In a November 16 speech announcing the new policies, Deputy Attorney General Sally Q. Yates sounded the same theme, saying, “[L]egal advice is privileged. Facts are not.” She stated that although counsel’s notes and memoranda of employee interviews “may be protected, at least in part, by attorney-client privilege or as attorney work product . . . to earn cooperation credit, the corporation does need to produce all relevant facts—including the facts learned through those interviews—unless identical information has already been provided.” Deputy Attorney General Yates noted that the Department “will respect the privilege, but we will also expect companies to respect its boundaries and not to wrongly exploit its legitimate purpose by using it to shield non-privileged information from investigators.”
It remains to be seen whether the boundaries of privilege and work product can be as easily navigated as Deputy Attorney General Yates suggests, given the elements of the new prosecution policies. But the revised Manual and her comments indicate that the Department’s position on this issue has not changed as a result of the new policy on cooperation.

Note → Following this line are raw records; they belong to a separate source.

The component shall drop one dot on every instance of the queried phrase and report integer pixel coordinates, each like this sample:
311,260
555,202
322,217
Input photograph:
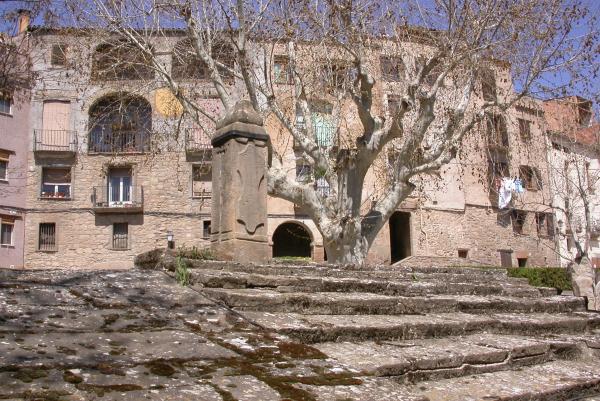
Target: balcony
55,142
123,199
197,142
325,136
111,142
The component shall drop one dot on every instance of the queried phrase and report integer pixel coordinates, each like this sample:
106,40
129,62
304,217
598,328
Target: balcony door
119,187
56,119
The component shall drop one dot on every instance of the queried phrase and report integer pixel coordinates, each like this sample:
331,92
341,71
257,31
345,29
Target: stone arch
292,238
120,123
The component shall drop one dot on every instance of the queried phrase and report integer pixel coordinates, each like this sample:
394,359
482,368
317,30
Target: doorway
291,239
399,236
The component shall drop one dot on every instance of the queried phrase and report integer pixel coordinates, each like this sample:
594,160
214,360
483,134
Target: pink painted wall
14,139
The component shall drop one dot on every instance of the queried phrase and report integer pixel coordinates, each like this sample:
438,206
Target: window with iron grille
6,233
47,237
56,183
282,71
524,129
5,104
58,56
531,177
120,236
496,130
202,180
518,221
3,169
392,69
206,229
488,84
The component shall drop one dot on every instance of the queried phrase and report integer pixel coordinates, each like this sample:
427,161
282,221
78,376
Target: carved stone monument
239,186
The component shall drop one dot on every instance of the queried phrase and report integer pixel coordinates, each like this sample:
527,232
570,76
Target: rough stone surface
138,335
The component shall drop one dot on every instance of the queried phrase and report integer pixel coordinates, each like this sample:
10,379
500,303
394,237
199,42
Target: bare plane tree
311,68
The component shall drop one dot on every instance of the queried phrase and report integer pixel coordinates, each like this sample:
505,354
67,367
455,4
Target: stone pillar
239,186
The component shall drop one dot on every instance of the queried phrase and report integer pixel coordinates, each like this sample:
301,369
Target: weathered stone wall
85,236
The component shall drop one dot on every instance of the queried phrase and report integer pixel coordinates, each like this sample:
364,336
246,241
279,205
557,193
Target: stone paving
138,335
295,333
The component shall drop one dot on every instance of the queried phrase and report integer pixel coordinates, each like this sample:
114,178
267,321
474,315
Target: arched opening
120,123
399,236
291,239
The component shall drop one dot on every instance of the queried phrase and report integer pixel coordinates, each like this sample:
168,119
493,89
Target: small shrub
182,274
195,253
553,277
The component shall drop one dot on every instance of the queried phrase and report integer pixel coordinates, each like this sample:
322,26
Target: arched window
291,239
120,123
120,61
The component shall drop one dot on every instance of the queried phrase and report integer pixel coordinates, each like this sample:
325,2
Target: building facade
574,162
114,168
14,141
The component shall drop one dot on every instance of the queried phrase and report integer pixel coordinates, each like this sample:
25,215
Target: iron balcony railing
45,140
325,137
122,198
134,141
197,140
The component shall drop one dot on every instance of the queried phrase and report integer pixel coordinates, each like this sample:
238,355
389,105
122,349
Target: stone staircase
421,333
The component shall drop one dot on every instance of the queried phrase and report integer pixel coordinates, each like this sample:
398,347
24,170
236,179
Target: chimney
23,20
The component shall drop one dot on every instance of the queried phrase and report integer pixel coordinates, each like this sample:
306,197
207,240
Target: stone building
114,169
14,137
574,163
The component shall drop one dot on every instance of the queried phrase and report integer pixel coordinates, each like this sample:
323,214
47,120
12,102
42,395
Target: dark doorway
291,239
399,236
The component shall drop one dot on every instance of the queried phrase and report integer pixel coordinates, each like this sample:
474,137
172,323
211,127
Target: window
282,71
496,130
120,60
545,224
56,183
531,178
201,180
186,64
47,237
120,188
6,233
393,103
589,178
5,104
303,173
322,187
338,75
488,84
120,124
58,56
505,258
518,221
120,236
392,69
3,169
524,130
206,229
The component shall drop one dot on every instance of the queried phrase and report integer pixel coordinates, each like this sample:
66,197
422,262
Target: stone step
216,279
325,328
433,359
552,381
383,272
336,303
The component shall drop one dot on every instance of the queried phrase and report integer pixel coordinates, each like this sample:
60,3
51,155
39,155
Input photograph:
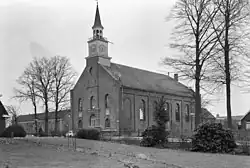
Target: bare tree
63,75
14,112
28,91
233,18
42,70
196,40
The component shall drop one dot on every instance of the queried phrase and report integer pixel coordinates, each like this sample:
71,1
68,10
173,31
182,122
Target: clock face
93,48
102,48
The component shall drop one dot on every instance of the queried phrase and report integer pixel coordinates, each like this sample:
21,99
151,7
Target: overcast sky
137,28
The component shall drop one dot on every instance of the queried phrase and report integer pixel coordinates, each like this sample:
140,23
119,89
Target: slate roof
243,117
206,114
41,116
2,109
146,80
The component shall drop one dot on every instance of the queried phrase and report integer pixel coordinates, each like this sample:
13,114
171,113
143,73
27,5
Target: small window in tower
107,123
90,71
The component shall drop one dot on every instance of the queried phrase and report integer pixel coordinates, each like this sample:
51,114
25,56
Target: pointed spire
97,18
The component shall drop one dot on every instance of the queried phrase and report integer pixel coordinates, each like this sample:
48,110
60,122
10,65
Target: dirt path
27,154
171,157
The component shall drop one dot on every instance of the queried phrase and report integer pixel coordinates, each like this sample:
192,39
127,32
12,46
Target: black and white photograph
124,84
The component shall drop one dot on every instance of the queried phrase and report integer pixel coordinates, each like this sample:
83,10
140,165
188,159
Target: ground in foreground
22,153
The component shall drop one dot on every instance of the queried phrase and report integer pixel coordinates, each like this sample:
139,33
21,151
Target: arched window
187,112
107,104
167,108
107,123
80,124
92,102
142,110
155,103
79,104
107,101
177,112
92,120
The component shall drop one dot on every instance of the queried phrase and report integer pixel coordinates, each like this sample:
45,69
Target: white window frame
248,125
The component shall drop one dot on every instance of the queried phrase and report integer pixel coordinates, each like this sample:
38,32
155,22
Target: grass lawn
27,154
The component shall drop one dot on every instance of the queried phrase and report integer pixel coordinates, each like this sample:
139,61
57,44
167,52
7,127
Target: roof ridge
172,79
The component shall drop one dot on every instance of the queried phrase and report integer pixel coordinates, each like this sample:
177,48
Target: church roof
206,114
97,22
2,109
41,116
145,80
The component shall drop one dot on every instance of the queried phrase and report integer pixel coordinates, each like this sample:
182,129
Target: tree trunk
46,117
197,103
227,68
35,118
56,118
197,79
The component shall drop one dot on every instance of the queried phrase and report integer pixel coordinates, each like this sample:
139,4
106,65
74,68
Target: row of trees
47,81
211,37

Foreign Data Privacy Restrictions. The new policies also address restrictions on the production of certain foreign documents. The Manual notes that in circumstances in which “a company genuinely cannot get access to certain evidence or is actually prohibited from disclosing it to the government . . . the company seeking cooperation will bear the burden of explaining the restrictions it is facing to the prosecutor.”
This language appears directed at foreign data privacy, bank secrecy, and other foreign law restrictions, which often require companies to decide between responding fully to requests from U.S. prosecutors and adhering to the laws of foreign countries in which they operate. The new policies clarify that, to receive cooperation credit, a company facing such a conflict will need to satisfy the Department that foreign law in fact forbids production and that the company is not attempting to use foreign law as a shield against production.

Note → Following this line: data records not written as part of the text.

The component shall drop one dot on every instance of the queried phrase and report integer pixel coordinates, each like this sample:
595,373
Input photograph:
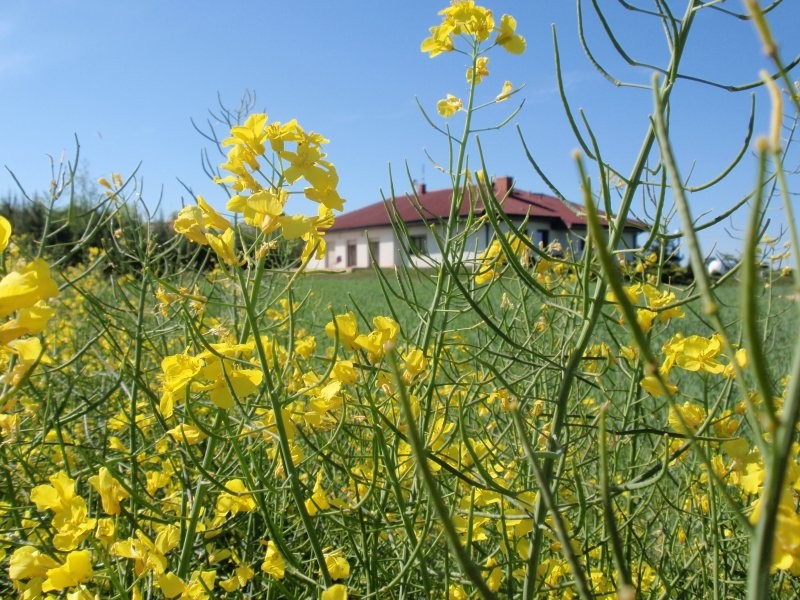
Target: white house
353,234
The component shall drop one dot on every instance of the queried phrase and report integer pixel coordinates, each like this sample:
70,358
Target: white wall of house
349,249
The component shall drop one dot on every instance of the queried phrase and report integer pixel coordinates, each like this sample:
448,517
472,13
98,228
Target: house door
375,253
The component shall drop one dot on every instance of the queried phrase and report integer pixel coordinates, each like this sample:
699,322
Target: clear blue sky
127,77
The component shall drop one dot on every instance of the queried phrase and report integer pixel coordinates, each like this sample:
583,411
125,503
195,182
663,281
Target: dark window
375,251
419,244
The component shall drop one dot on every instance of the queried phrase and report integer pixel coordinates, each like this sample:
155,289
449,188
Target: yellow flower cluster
491,261
464,17
262,203
23,292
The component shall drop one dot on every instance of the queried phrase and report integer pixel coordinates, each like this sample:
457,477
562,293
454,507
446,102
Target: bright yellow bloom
260,209
236,498
186,433
495,577
319,498
5,232
688,415
337,564
26,286
336,592
449,106
110,490
57,496
507,36
171,585
76,569
699,354
439,42
345,327
224,246
148,555
27,562
464,17
505,93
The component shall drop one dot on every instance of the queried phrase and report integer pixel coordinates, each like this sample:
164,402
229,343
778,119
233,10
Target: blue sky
127,78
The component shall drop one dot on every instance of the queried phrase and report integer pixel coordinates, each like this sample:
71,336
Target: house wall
336,258
390,253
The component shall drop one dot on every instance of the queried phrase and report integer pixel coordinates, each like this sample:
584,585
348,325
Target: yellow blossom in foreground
505,93
449,106
337,564
5,233
77,569
25,286
335,592
507,36
186,433
28,562
273,564
110,490
480,71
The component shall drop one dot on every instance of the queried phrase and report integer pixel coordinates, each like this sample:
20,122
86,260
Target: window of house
351,254
375,251
419,244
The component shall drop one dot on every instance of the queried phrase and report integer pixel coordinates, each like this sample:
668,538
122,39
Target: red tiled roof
435,205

Timely Self-Reporting. When determining an appropriate resolution, the updated Manual instructs prosecutors to consider separately a company’s “willingness to cooperate in the investigation of its agents” and its “timely and voluntary disclosure of wrongdoing.” In previous versions of the Manual the two factors were considered together.
Under the revised policies, “prosecutors may consider a corporation’s timely and voluntary disclosure, both as an independent factor and in evaluating the company’s overall cooperation.” The Manual notes, however, that “prosecution may be appropriate notwithstanding a corporation’s voluntary disclosure.”
Adequacy of the Prosecution of Individuals. Finally, when deciding whether to charge a corporation, the revised policies instruct prosecutors to “consider whether charges against the individuals responsible for the corporation’s malfeasance will adequately satisfy the goals of federal prosecution.”
The implication appears to be that, in certain cases, the prosecution of individuals may suffice in lieu of prosecution of the company, potentially opening further avenues of corporate defense advocacy. Companies should consider this argument in certain circumstances—for example, where employees have committed clear offenses. Companies will also need to continue to consider whether to recommend separate counsel for individuals early in certain investigations, as the risk that conflicts will develop between the company and individual employees may be increased.